PKC wrote:The healthcare system in Canada isn't broken, the people who misuse it are.
Have you ever gone to a hospital emergency room? Take a look at how many people are there for anything and everything as simple as a little cough. People get the smallest little thing like a sore finger or a tiny bit of a cough and they run off to the hospital where people who are legitimately injured are forced to wait to be seen.
The fact that people over rely on medicine and prescriptions for even the tiniest little cold is the real problem with the health system. Not the fact that doctors want to go somewhere where they can be reimbursed accordingly and justly for their years and years of studying and paying for school.

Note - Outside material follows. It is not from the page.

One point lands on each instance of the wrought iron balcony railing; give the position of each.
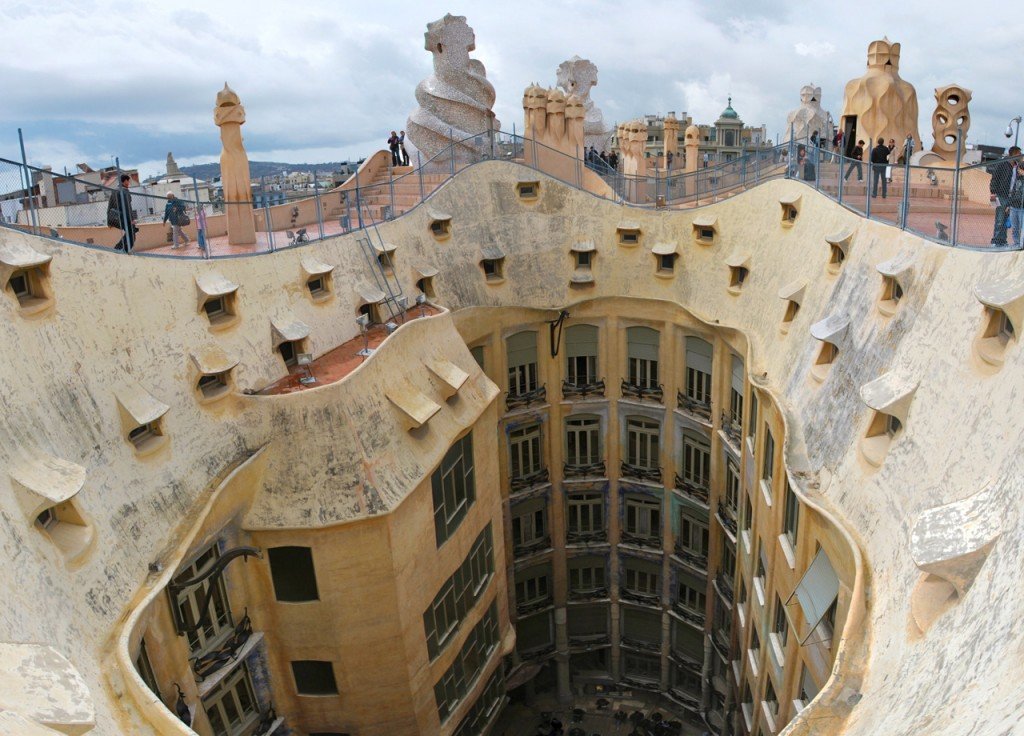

I have a family doctor. I've had one for years. It's really not that hard to find one. And when I cut my finger a few months ago and went to the Ottawa Hospital, I waited 15 minutes tops to be seen and treated. I was bandaged and out in under 30 minutes.
So I don't get where this stigma of a lousy, below par health care system in Canada Dung comes from.
So much better than the profiteering, money-first insurance companies in the States who will find absolutely ANY single way to screw you out of money for your treatment.
Noone who is legitimately injured is waiting at hospitals over people with the sniffles. That's what the triage system is for. At a clinic perhaps where it's first come first serve, but not at a hospital. I do agree with your views though.
I work in the Alberta health care system and see all sorts of ridiculous reasons people come in. I think it should be a 3 tiered system. Hospitals are for emergencies. Urgent care ought to be for things like cuts, broken arms, etc. A walk-in clinic is where you go to get your sick note, or to be refered elsewhere for say something like back pain.
The worst part about this whole debate is that it seems like the people who complain the most are the ones who go to an Urgent Care Centre with the sniffles and Wing Dang Doodle and moan about being there 3 hours. Get a clue.